The microorganisms in the ruminant stomach also synthesise all of the B vitamins, vitamin C and vitamin K. Vitamin synthesis in the rumen is sufficient for growth and maintenance. Only vitamins E, D and A should be provided in the ruminant diet. Under normal conditions, ruminants will not require B vitamins added in the diet. Cobalt is needed for vitamin B12 synthesis and so cobalt should be provided in the diet or vitamin B12 injected directly into the bloodstream. In stress conditions, vitamin B3 (Niacin) and vitamin B1 (Thiamine) may also need to be provided in the diet.
The ruminant stomach occupies most of the left hand side of the abdomen. It is a vast structure, holding up to 60 litres in an adult cow. The rumen holds 80%, reticulum 5%, omasum 8% and abomasum 7% in larger ruminants. In smaller ruminants the proportions are slightly different, with the rumen holding 75%, reticulum 8%, omasum 4% and abomasum 13%.
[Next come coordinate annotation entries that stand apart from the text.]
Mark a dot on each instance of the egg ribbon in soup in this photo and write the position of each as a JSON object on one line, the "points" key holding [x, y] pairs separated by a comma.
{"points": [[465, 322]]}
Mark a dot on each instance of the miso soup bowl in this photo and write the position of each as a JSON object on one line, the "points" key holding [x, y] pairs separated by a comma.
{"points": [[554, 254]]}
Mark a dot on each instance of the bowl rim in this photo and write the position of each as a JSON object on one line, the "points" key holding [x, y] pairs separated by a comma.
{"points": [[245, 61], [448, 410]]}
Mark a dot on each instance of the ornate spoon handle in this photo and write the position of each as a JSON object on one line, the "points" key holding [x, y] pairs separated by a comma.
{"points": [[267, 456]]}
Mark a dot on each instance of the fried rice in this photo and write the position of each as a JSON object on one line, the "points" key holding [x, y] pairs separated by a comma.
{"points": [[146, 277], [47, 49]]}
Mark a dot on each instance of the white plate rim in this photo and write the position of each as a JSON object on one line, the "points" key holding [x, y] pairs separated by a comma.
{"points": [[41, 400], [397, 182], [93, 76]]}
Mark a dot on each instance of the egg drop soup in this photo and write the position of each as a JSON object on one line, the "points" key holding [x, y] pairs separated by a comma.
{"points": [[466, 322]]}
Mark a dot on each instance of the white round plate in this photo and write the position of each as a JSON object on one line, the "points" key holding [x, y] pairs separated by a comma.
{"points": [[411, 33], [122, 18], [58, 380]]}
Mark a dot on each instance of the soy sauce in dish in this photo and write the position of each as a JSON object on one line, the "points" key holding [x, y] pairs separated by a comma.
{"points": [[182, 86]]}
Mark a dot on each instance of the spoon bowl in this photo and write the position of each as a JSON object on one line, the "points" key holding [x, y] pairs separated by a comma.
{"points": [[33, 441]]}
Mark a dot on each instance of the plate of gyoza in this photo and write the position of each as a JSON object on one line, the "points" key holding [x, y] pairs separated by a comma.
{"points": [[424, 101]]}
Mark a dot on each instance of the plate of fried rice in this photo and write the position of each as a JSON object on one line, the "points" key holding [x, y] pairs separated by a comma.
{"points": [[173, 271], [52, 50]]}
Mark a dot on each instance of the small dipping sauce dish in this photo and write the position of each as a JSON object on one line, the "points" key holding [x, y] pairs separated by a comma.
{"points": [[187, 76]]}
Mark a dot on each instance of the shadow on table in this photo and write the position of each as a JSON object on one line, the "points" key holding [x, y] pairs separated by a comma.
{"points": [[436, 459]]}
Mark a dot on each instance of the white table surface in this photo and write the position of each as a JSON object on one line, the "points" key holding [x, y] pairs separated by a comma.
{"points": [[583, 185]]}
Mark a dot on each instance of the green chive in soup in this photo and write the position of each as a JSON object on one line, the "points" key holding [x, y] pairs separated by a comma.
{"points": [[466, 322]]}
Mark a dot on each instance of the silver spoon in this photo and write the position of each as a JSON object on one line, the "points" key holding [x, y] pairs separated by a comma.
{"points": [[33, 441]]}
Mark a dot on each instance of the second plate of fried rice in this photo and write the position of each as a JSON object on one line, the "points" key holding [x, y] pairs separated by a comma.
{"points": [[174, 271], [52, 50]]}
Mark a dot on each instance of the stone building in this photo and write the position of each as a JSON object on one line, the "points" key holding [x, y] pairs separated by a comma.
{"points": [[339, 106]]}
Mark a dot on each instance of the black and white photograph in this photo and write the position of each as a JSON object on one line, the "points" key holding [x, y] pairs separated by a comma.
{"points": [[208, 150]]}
The different compartments of the ruminant stomach develop from the foregut spindle in foetal life. During embryogenesis and after birth the abomasum is the largest of the compartments (over half of the weight and capacity of the four stomachs) due to the oesophageal groove directing milk from the oesophagus to the abomasum, bypassing the rumen, reticulum and omasum.
Physiology
In most animals, after swallowing, food leaves the oesophagus and enters the stomach. In ruminants, food enters the abomasum after fermentation in the forestomach. The stomach acts as a reservoir in which a semi-solid mass (chyme) is formed from the ingested food before passing into the duodenum. With the exception of water, little absorption occurs in the stomach. Gastric juice is highly acidic, and contains: HCl, produced by the parietal cells, which maintains gastric pH at 2 which denaturing protein. It also contains pepsin, derived from pepsinogen, produced by zymogen cells. The action of HCl facilitates this. Surface epithelial cells and mucous neck cells produce mucus which forms an alkaline sheet over the epithelial surface. This provides protection from the gastric juice. The cells of the mucosa are renewed at different rates. This is an important consideration in the pathogenesis of certain gastric diseases. Surface epithelial cells and mucous neck cells are replaced about every 3 days. Parietal cells and zymogen cells are produced at a slower rate; the parietal cells have a half-life of 23 days.
Defense Mechanisms
Secretions
Mucus (inhibits contact with mucosa, protects surface), acid (parietal cells) and digestive enzymes (pepsin from gastric chief cells) are all secreted by the ruminant stomach.
Epithelium
Provides a barrier. It is a stratified squamous epithelium; multilayered, with a high cell turnover.
Movement
Continuous movement discourages persistence of insult at the mucosa.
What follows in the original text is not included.